In Your Voice Stories Student Productions

Dirt: From a Woman’s Perspective

I had not put a lot of thought into how the majority of women are portrayed in times of war until I watched this film. For some reason, this story pulled my heart right out of my chest. I remember that photo from my childhood. I understood it in a way a child understands bad things. This film wasn’t the first horrifying piece of journalism I have seen featuring the death and destruction of women and children. My entire lifetime has been plagued with photos, movies, and articles featuring death, war, and destruction with plenty of running screaming bloody starving women and children. Vulnerable women who are scraping dirt in the streets for food, crying, unable to protect or feed the children, begging for peace and protection. They are always covered in dirt. Dirt is everywhere, dry, blowing around, suffocating dirt. Dirt on faces, bodies, vehicles, in the wind, on and in every crevice. I think I always hated it for some reason. The rubble, the dirt. Everything is grey and dead and dry. It is saying to me now like never before, that is all that left. Dirt. When everything we know is gone, there it is, just sitting there.

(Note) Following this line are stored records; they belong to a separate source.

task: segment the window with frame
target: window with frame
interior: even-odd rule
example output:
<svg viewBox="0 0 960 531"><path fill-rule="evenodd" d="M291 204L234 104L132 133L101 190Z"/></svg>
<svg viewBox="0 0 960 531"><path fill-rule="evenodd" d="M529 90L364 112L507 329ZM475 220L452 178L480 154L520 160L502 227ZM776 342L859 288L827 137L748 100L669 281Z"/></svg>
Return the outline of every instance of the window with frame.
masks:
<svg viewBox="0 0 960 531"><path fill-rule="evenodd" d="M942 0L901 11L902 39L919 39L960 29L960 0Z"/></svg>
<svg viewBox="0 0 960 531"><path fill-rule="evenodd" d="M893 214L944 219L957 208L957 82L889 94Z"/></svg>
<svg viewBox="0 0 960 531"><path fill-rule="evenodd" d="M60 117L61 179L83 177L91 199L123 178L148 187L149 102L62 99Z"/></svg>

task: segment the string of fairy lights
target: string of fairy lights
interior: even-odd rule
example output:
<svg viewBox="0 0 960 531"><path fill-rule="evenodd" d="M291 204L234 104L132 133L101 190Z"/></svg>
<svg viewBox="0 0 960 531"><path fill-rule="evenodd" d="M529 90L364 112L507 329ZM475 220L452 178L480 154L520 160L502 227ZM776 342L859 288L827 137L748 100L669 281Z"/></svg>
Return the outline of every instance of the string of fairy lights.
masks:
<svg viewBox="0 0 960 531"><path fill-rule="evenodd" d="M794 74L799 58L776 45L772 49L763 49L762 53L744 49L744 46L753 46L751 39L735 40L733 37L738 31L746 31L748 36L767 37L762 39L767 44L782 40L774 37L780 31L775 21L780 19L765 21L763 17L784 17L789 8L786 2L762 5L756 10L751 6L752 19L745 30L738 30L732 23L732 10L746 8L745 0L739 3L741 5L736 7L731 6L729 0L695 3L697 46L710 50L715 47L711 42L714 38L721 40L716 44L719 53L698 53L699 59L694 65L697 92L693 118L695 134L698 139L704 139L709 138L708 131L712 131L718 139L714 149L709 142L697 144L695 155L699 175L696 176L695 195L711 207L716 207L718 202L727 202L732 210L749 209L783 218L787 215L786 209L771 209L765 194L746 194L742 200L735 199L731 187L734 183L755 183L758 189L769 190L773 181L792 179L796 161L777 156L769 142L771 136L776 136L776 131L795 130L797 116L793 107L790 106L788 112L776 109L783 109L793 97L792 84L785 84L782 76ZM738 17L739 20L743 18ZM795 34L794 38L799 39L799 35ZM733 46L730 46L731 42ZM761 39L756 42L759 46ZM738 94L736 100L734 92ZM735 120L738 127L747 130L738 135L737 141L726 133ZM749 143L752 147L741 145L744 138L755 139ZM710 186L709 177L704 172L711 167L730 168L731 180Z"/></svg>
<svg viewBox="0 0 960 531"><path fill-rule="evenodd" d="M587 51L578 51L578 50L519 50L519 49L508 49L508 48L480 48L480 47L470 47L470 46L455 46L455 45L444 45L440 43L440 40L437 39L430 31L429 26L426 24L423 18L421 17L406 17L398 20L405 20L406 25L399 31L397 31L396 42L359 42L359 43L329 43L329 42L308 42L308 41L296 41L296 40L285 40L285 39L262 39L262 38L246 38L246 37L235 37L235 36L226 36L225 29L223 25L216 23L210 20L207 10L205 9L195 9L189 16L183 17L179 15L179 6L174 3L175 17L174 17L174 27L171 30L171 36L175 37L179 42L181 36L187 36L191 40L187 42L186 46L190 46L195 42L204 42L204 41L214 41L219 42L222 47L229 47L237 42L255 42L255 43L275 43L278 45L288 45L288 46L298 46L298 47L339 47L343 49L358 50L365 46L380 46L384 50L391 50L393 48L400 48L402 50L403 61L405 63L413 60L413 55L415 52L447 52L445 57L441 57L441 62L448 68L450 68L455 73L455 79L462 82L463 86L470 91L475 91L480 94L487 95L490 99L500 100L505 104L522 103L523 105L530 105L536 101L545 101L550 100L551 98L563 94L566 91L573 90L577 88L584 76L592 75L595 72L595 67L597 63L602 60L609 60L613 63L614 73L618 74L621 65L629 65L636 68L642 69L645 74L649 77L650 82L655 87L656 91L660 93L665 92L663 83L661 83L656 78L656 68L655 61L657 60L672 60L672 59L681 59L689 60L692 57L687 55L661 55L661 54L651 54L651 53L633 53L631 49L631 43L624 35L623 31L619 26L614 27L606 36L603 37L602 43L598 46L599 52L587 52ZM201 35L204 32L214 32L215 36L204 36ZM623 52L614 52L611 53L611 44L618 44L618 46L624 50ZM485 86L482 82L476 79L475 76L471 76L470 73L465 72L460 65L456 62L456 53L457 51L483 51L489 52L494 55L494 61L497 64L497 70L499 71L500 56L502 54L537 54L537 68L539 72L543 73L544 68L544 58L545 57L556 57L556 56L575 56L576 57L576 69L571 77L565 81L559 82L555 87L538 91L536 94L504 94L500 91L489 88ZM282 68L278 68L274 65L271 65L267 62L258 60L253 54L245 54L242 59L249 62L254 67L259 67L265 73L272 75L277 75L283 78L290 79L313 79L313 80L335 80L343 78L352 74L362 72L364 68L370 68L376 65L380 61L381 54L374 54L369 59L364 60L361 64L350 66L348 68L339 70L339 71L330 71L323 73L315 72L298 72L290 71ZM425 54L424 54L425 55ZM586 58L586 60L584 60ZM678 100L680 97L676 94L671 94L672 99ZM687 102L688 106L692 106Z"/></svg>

The film asked us about the pictures, what is behind the pictures? The men are waving, aiming guns and knives, using weapons creating death. The women are vulnerable mud smudged targets, behind walls, sand bags, and helpless in the streets dragging along tattered bags and carrying starving children. The message is clear. I never saw it before. I saw the pictures; I did not process the message. There is an evil you cannot define or avoid.

A woman, an outsider, somehow not meant to know what is going on, just running around screaming in fear and panic. No resources, no help, no one is coming, so they keep scraping the dirt. This is your fault somehow, you can’t keep the peace, you don’t even know what is going on in your home, your neighborhood, or your life. Running in circles looking for more dirt, good dirt, dirt that yields crops and hope. Dirt that does not run with blood.

And here I am, in this continuous war-torn world, in a place that was supposed to be safe. My female friends carrying passports and birth certificates in case they are pulled over or someone breaks down their door and they disappear. It doesn’t matter what they look like in their picture, their last names change the canvas. Evil won’t care about the picture, only the words beside it. I too live with those bastards in their darkened armored vehicles rolling through my quiet forested streets. They are cruising for death in the National Forest, piercing my whole body with a fear that derails my entire day, my night, and every day following. I am enraged at their presence. How dare they trespass on my dirt! There is no peace. There is no relief from the unchecked evil. What are these men doing? Who is going to refuse to pull the trigger? What if I run out of dirt? I thought my dirt was a safe haven. If I had this dirt, I could live no matter what happened around me. I don’t like anyone on my dirt.